The consensus residue line of the profile, if any.

Added in version 0.4.11.

Type:

str or None

consensus_structure#

The consensus structure of the profile, if any.

Added in version 0.4.11.

Type:

str or None

cutoffs#

The bitscore cutoffs for this profile.

Type:

Cutoffs

ddbound_w#

The threshold precalculated for lazy \(DD\) evaluation.

Added in version 0.10.3.

Type:

int

description#

The description of the profile, if any.

Added in version 0.4.11.

Type:

bytes or None

evalue_parameters#

The e-value parameters for this profile.

Type:

EvalueParameters

local#

Whether the optimized profile is in local mode.

Added in version 0.7.0.

Type:

bool

model_mask#

The model mask line from the alignment, if any.

Added in version 0.3.1.

Type:

str or None

multihit#

Whether the optimized is in multihit mode.

Added in version 0.7.0.

Type:

bool

name#

The name of the profile, if any.

Added in version 0.4.11.

Type:

bytes or None

ncj_roundoff#

The missing precision on \(NN,CC,JJ\) after rounding.

Added in version 0.10.3.

Type:

float

offsets#

The disk offsets for this optimized profile.

Type:

Offsets

rbv#

The match scores for the MSV filter.

Type:

MatrixU8

reference#

The reference line from the alignment, if any.

This is relevant if the profile was built from a multiple sequence alignment (e.g. by Builder.build_msa, or by an external hmmbuild pipeline run).

Added in version 0.3.1.

Type:

str or None

rfv#

The match scores for the Forward/Backward.

Added in version 0.10.3.

Type:

MatrixF

sbv#

The match scores for the SSV filter.

Added in version 0.4.0.

Type:

MatrixU8

scale_b#

The scale for MSV filter scores.

Added in version 0.10.3.

Type:

float

scale_w#

The scale for Viterbi filter scores.

Added in version 0.10.3.

Type:

float

tbm#

The constant cost for a \(B \to M_k\) transition.

Added in version 0.4.0.

Type:

int

tec#

The constant cost for a \(E \to C\) transition.

Added in version 0.4.0.

Type:

int

tfv#

The transition scores for the Forward/Backard.

Added in version 0.10.3.

Type:

VectorF

tjb#

The constant cost for a \(NCJ\) move.

Added in version 0.4.0.

Type:

int

xf#

The \(NECJ\) transition costs.

Added in version 0.10.3.

Type:

MatrixF

class pyhmmer.plan7.OptimizedProfileBlock#

A container for storing OptimizedProfile objects.

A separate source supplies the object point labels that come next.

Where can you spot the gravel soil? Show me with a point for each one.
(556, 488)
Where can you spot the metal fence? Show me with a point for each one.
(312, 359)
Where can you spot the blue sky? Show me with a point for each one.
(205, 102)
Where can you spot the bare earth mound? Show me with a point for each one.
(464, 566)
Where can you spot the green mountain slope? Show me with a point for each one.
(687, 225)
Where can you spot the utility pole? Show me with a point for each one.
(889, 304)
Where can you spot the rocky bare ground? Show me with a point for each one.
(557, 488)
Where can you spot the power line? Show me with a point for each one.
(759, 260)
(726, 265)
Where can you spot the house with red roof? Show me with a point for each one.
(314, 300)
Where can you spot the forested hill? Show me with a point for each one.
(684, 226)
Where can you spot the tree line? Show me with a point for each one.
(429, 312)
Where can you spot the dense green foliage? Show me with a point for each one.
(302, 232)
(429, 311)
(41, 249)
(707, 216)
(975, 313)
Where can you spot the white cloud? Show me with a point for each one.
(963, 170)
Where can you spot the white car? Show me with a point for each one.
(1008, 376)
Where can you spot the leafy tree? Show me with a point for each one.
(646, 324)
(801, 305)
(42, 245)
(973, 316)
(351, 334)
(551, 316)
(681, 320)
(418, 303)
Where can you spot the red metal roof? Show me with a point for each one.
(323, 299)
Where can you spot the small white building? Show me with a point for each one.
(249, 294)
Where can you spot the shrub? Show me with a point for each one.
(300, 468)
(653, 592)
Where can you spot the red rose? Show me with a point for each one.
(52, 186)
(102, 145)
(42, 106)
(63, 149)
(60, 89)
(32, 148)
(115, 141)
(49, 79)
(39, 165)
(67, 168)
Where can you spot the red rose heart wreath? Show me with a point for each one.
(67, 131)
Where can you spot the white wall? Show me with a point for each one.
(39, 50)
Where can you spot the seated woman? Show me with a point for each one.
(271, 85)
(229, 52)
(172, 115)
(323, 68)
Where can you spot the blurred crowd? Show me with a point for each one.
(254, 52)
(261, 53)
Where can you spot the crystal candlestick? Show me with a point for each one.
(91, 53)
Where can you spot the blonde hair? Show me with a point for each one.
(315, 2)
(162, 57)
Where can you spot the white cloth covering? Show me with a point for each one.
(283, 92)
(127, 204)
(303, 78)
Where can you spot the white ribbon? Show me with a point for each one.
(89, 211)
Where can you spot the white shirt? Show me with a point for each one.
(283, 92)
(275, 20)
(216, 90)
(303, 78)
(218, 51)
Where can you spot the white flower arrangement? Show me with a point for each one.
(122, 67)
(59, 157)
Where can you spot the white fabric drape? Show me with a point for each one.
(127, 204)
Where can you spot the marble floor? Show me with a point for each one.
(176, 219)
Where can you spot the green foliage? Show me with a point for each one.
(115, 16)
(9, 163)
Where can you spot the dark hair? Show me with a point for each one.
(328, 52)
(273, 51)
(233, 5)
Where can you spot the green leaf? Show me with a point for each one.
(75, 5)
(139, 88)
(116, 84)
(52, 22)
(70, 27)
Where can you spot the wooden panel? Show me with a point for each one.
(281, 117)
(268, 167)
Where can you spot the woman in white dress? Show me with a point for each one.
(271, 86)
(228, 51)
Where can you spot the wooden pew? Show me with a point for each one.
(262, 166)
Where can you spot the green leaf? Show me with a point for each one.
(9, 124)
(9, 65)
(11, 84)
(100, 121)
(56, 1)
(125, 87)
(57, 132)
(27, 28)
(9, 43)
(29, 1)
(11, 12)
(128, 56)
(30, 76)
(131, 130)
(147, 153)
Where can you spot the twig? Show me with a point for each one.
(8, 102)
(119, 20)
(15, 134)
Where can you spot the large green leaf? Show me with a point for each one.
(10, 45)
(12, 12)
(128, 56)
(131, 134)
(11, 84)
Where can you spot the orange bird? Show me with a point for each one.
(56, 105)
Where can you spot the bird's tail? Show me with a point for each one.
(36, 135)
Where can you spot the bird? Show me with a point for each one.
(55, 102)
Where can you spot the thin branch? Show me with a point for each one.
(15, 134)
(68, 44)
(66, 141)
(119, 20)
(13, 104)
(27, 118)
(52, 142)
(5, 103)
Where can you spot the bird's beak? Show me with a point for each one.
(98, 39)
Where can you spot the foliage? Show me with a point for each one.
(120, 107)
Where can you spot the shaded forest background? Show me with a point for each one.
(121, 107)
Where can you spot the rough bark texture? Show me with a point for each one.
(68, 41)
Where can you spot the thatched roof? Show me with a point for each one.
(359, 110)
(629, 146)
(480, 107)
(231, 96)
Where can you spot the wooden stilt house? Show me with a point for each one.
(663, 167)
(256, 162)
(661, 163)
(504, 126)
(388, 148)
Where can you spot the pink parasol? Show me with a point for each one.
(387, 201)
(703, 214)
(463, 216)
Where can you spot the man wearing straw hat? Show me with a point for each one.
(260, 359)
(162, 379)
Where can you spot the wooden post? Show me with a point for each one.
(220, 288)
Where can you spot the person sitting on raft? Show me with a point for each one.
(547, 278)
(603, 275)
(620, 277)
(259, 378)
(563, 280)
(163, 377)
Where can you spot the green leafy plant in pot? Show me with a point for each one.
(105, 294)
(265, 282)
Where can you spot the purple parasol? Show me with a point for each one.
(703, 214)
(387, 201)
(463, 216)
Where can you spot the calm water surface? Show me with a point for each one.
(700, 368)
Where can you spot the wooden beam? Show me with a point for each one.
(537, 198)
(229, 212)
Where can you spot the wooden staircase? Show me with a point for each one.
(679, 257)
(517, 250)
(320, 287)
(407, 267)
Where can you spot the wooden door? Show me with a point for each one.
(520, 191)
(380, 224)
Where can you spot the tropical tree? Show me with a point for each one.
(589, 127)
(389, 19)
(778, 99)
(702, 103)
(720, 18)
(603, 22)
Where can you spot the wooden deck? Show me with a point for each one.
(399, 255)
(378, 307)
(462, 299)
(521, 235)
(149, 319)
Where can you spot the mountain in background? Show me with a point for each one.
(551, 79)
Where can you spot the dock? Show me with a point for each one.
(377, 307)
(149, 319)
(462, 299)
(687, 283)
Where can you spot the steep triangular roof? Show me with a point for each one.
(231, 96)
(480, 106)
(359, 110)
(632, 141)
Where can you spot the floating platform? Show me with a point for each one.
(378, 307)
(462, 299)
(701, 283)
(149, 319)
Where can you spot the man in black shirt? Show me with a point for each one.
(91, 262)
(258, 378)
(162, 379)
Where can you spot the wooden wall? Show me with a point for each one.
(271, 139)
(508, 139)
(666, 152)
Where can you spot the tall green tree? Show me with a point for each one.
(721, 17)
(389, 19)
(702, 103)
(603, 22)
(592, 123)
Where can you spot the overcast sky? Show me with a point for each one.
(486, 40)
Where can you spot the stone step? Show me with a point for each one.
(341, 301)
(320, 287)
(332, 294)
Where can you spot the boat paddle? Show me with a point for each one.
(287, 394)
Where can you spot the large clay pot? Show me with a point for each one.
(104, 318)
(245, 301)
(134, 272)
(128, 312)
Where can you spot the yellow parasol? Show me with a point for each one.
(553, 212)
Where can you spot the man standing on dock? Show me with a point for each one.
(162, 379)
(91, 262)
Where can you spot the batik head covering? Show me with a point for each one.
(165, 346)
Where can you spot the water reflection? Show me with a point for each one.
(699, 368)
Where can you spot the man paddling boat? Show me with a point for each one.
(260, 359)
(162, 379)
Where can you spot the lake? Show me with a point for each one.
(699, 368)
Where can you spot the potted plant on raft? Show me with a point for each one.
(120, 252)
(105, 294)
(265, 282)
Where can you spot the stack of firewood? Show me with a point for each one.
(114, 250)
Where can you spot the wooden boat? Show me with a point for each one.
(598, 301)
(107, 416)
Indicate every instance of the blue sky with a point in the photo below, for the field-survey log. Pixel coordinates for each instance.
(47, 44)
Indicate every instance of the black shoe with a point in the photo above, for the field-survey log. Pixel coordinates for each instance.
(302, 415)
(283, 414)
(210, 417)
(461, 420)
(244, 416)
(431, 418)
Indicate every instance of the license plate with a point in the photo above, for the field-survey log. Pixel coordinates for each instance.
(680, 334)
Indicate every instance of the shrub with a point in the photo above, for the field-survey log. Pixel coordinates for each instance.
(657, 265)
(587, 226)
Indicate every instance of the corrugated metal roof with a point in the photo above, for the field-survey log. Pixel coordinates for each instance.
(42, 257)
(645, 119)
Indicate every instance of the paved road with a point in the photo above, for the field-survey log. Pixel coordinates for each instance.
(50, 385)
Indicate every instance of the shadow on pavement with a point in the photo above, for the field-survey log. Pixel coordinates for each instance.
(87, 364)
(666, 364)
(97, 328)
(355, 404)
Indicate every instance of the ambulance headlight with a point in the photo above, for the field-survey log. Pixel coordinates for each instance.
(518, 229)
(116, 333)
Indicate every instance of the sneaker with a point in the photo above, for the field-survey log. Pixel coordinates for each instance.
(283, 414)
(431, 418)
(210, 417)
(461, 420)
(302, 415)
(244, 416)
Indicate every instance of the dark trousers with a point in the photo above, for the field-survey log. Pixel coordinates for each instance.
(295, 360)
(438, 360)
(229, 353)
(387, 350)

This collections allows the scan loop of Pipeline objects to scan several target profiles without having to acquire the GIL for each new model. It does so by synchronizing a Python list storing OptimizedProfile objects with a C-contiguous array of pointers to the underlying struct of each object.

Added in version 0.7.0.

__copy__()#

None

__init__(alphabet, iterable=())#

Create a new block from an iterable of OptimizedProfile objects.

__reduce__()#

None

__sizeof__()#

None

append(optimized_profile)#

Append an optimized profile at the end of the block.

clear()#

Remove all optimized profiles from the block.

copy()#

Return a copy of the optimized profile block.

Note

The optimized profiles internally refered to by this collection are not copied. Use copy.deepcopy if you also want to duplicate the internal storage of each optimized profile.

extend(iterable)#

Extend block by appending optimized profiles from the iterable.

index(optimized_profile, start=0, stop=9223372036854775807)#

Return the index of the first occurence of optimized_profile.

Raises:

ValueError – When the block does not contain optimized_profile.

insert(index, optimized_profile)#

Insert a new optimized profile in the block before index.

pop(index=-1)#

Remove and return an optimized profile from the block.

remove(optimized_profile)#

Remove the first occurence of the given optimized profile.